Eleven years ago I wondered if I would eventually run dry, out of things to write about, but now I find myself discarding more ideas than those that I put down on paper. The Muses have been kind and not yet drifted away to pay attention to someone else.
Why continue to write a column? Harold Bloom, the Yale literary critic, likes to quote Rabbi Tarphon from The Sayings of the Fathers, who said, “It is not necessary for you to complete the work, but neither are you free to desist from it.” That same attitude prods some of us to get up, drive to work, think, and act, and then, when we find the time, write.
And then there is the element of surprise, the spice of life. Like a serendipitious turn, it happens when the words and the ideas fall together, or we meet a new and interesting person with a different story, or we pick up a book with ideas that we have never thought before. That moment of surprise, or that tingle of anticipation that the surprise will happen, like receiving an unopened birthday present, is one reason why people step out the door and face the day.
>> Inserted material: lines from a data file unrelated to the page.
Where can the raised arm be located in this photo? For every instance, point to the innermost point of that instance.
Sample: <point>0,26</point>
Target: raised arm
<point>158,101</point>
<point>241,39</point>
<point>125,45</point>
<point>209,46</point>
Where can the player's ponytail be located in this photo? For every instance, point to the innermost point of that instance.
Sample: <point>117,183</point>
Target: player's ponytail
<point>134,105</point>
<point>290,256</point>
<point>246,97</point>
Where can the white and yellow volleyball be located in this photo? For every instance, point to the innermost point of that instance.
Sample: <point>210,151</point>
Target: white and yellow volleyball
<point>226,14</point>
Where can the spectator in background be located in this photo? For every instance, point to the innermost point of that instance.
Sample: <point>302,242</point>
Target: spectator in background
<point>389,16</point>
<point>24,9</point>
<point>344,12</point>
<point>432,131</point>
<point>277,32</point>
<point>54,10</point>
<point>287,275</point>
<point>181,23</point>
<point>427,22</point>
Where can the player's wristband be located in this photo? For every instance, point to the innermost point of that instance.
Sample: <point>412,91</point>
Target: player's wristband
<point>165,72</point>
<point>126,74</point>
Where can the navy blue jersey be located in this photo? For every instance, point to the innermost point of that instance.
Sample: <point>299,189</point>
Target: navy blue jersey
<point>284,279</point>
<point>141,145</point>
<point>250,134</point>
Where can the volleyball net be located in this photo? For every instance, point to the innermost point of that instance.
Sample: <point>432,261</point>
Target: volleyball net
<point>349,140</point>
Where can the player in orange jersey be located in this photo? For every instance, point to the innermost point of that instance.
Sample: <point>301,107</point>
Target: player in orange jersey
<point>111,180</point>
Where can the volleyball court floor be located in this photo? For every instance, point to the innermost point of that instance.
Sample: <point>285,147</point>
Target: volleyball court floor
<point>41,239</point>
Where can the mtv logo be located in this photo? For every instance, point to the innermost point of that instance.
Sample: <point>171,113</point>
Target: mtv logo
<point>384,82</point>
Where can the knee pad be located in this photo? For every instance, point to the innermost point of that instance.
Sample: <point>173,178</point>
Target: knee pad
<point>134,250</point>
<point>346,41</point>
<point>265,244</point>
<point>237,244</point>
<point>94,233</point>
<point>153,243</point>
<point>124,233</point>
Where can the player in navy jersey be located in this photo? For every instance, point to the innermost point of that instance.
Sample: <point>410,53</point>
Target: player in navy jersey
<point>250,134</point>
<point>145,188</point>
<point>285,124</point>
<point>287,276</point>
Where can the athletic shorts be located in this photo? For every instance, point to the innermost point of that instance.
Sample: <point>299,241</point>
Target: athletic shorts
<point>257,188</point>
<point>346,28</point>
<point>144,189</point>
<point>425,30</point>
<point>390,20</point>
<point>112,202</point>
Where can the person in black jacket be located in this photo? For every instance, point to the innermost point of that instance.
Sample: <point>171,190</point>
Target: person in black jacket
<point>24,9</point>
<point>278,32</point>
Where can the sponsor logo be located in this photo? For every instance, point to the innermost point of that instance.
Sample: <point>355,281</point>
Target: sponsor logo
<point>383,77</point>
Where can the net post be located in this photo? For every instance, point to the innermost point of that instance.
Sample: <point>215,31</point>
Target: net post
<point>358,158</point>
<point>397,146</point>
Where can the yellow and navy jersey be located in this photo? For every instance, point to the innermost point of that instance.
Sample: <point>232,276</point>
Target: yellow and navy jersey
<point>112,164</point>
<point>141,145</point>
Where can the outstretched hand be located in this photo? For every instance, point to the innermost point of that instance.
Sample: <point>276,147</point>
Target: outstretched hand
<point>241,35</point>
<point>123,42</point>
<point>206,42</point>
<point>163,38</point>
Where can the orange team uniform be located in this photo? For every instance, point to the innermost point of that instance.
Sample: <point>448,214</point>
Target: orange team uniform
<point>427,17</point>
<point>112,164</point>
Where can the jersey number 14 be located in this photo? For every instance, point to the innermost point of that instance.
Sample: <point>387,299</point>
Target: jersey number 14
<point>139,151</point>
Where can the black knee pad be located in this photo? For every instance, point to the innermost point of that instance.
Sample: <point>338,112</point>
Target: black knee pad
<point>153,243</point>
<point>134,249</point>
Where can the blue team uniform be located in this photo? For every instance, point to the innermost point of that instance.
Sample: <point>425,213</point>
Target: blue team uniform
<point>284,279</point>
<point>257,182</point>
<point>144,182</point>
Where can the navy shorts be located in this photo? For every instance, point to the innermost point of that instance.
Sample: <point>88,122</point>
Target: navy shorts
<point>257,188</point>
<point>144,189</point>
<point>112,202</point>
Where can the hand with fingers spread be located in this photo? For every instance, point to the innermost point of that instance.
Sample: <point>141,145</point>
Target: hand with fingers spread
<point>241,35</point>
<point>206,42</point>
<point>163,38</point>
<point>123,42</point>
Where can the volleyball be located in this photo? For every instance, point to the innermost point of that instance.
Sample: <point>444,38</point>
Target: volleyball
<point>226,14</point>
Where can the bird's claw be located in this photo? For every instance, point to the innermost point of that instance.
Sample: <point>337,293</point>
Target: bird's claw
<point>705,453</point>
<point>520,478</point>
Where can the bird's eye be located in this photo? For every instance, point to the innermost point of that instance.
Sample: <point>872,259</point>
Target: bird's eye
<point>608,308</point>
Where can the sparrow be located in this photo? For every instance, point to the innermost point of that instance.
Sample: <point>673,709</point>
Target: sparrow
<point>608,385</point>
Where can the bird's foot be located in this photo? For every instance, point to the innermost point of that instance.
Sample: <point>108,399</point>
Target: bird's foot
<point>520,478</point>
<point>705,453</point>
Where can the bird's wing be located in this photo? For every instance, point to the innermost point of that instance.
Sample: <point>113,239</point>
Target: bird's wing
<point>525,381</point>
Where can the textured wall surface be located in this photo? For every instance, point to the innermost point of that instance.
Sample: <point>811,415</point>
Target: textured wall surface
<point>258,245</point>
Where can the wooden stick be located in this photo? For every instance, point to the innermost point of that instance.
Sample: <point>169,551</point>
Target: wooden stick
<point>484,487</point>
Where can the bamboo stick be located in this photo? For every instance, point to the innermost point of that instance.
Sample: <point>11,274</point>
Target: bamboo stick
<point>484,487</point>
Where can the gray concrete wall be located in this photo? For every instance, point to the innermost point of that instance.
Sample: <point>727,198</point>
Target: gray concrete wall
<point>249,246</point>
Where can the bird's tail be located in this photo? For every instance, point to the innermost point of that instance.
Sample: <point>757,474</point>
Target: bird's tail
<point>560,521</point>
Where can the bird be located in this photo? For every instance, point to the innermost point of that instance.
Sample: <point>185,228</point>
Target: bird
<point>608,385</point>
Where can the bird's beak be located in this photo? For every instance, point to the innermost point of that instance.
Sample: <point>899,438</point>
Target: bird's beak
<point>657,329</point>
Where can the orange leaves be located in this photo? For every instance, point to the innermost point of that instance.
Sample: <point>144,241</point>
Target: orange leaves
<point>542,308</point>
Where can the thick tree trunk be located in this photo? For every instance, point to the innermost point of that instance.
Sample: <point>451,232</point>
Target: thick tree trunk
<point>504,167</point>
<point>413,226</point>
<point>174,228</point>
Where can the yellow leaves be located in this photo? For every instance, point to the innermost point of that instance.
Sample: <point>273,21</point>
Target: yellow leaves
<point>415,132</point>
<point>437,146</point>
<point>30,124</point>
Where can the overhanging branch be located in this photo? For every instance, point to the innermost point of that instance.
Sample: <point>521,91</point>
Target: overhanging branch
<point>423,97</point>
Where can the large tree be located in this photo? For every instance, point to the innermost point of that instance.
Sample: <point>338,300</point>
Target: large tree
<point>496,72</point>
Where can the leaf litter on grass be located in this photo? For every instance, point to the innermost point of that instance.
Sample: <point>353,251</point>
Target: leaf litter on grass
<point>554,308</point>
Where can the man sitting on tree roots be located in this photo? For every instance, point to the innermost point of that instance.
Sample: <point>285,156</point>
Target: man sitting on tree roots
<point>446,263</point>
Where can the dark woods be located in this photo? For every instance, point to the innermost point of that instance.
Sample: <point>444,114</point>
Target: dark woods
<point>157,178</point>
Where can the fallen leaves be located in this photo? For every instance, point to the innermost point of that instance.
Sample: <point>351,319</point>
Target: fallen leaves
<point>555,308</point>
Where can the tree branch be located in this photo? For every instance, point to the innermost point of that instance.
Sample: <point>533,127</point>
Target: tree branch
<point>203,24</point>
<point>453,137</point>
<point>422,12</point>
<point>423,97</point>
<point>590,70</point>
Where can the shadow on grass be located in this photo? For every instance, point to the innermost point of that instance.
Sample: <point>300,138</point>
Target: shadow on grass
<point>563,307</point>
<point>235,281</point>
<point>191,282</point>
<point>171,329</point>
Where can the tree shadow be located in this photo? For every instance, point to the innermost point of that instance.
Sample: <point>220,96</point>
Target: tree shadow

In the Middle English language Geoffrey Chaucer described that sense of surprise in the “Knight’s Tale” in Canterbury Tales: “It is ful fair a man to bere hym evene, for al day meeteth men at unset steven.” Translated into modern English, it reads: “It is a good thing for a man to bear himself with equanimity, for one is constantly keeping appointments one never made.”
We, the living, are travelers on the road to Canterbury, and we each have a story to tell. It is a prudent and wise thing to listen to others’ stories, which Chaucer advised, “For truly, joy or comfort is there none to ride along the road dumb as a stone.” In those dual acts of moving and listening, a person is constantly keeping appointments one never made. Surprise happens.
A last reflection. Some peoples’ stories are very bad, filled with trouble and lies and deceit and treachery–the 673rd episode of a poorly-produced soap opera. To actually live such a life a person must suffer a series of heart-wrenching experiences, but if that same life is then played out on the stage or on screen or written into a novel, it can make for great entertainment.
Then, other peoples’ stories are very good and responsible and wholeseome, filled with peace and harmony and love, but they would prove very poor entertainment if seen on a stage or written into a book. We will defer to the psychologists to answer “how can this be?”
Today begins another decade of life, my sixth, another segment on that road traveling to Canterbury, listening and finding surprise in other peoples’ stories, and there is a crick in my neck from looking backwards at the past, at the older events and ideas and people. And I cannot desist from that work, even though I know it will not be completed, for there are many appointments to keep which I have not even made.